Church History
New Generation Pentecostal Church was founded in the 1940s during World War II. The building was an renovated corner grocery store turned into a church. Every solider the church prayed for returned home from WWII. Later on in our church’s history, the power of God would come so mightly that crutches were hung on the walls because the people who used them were healed.
The Church was part of the Pentecostal Church of Christ (no relation to the Church of Christ) and went simply by that name. When the PCC merged with another Pentecostal fellowship, the International Pentecostal Assemblies, in 1976, they became the International Pentecostal Church of Christ, going by the name of our Conference. Those affiliated with the church simply referred to us as the church on "Hanover and Barney," because of our location.
We are a Pentecostal Church that believes in the full Gospel Message of soul salvation, bodily healing, and power for living. We are working in Baltimore City to see our friends, neighbors, and community turn whole-heartedly the One True Living God.
IPCC History
A Brief Historic discription on the IPCC
"In 1907, Gaston B. Cashwell, called the Apostle of Pentecost in the South, founded a periodical called The Bridegroom's Messenger, in Atlanta, Georgia. About the same time, Paul and Hattie Barth started a church. The Barths became editors of The Bridegroom's Messenger. In 1918, they began Beulah Heights Bible School in Atlanta, and in 1921 they organized an association that became the International Pentecostal Assemblies.
John Stroup, a member of the Methodist Protestant Church, professed receiving the baptism of the Holy Ghost in 1908. Stroup was one of the first individuals to take the Pentecostal message into southern Ohio and parts of Kentucky. He organized the Pentecostal Church of Christ in Flatwoods, Kentucky in 1917. The body originally headquartered in Ashland, Kentucky, and later in London, Ohio.

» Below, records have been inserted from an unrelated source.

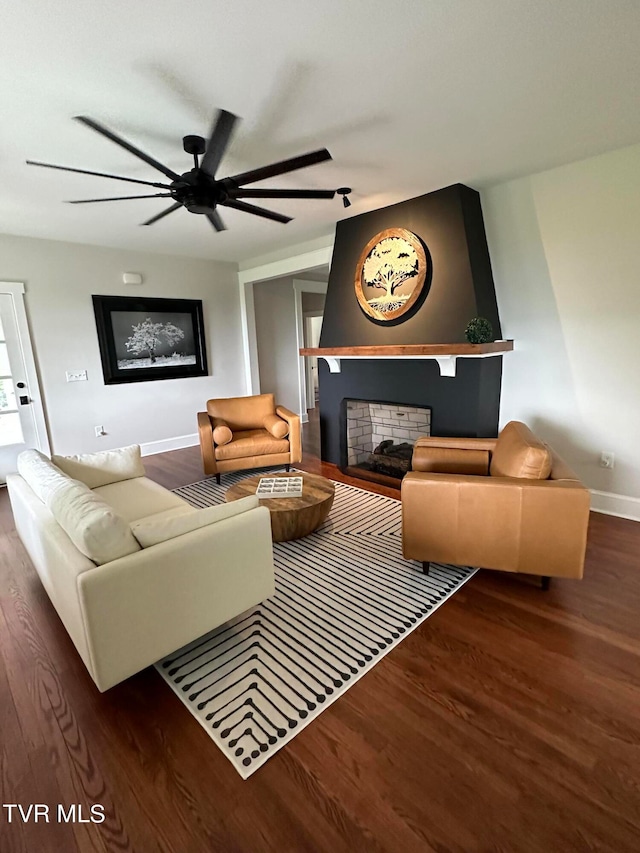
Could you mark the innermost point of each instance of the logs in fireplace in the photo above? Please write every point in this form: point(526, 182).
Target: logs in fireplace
point(391, 458)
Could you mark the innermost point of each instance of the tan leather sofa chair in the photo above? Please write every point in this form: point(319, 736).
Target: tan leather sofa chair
point(237, 433)
point(509, 504)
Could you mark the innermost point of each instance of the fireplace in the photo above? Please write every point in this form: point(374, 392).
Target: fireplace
point(464, 402)
point(380, 435)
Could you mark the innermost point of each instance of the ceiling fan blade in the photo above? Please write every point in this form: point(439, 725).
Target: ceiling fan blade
point(268, 193)
point(280, 168)
point(128, 146)
point(97, 174)
point(216, 220)
point(164, 213)
point(119, 198)
point(257, 211)
point(218, 142)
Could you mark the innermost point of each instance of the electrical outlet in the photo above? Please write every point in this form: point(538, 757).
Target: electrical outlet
point(607, 459)
point(76, 375)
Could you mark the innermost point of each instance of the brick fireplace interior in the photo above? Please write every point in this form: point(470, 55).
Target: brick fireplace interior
point(380, 435)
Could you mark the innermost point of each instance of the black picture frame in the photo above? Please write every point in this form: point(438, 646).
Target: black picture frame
point(127, 328)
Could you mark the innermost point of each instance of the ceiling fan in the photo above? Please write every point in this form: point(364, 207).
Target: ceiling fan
point(198, 190)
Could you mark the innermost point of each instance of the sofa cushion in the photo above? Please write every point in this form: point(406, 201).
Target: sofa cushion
point(167, 525)
point(41, 475)
point(252, 442)
point(242, 413)
point(94, 527)
point(518, 453)
point(134, 499)
point(100, 469)
point(276, 426)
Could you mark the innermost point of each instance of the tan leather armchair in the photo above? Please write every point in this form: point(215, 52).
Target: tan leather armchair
point(237, 433)
point(509, 504)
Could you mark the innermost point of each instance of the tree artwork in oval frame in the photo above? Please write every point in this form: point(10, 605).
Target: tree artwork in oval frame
point(391, 274)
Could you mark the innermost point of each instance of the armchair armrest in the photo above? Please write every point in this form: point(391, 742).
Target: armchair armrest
point(452, 455)
point(295, 437)
point(533, 526)
point(456, 443)
point(205, 434)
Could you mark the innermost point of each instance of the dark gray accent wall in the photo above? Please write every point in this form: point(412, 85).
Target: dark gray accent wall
point(450, 224)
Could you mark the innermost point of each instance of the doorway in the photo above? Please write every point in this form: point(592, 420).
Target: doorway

In 1976, the International Pentecostal Assemblies and the Pentecostal Church of Christ merged to become the International Pentecostal Church of Christ.
Headquarters are located in London, Ohio. In 1999, there were approximately 1800 churches (about 70-75 in the U. S.). The church operates two youth camps, and six departments - Education, Global Missions, Home Missions and Evangelism, Christian Education, National Youth, and Women's Ministries. Publications of the church are The Bridegroom's Messenger (considered the oldest Pentecostal periodical in the world) and The Pentecostal Leader, a training magazine."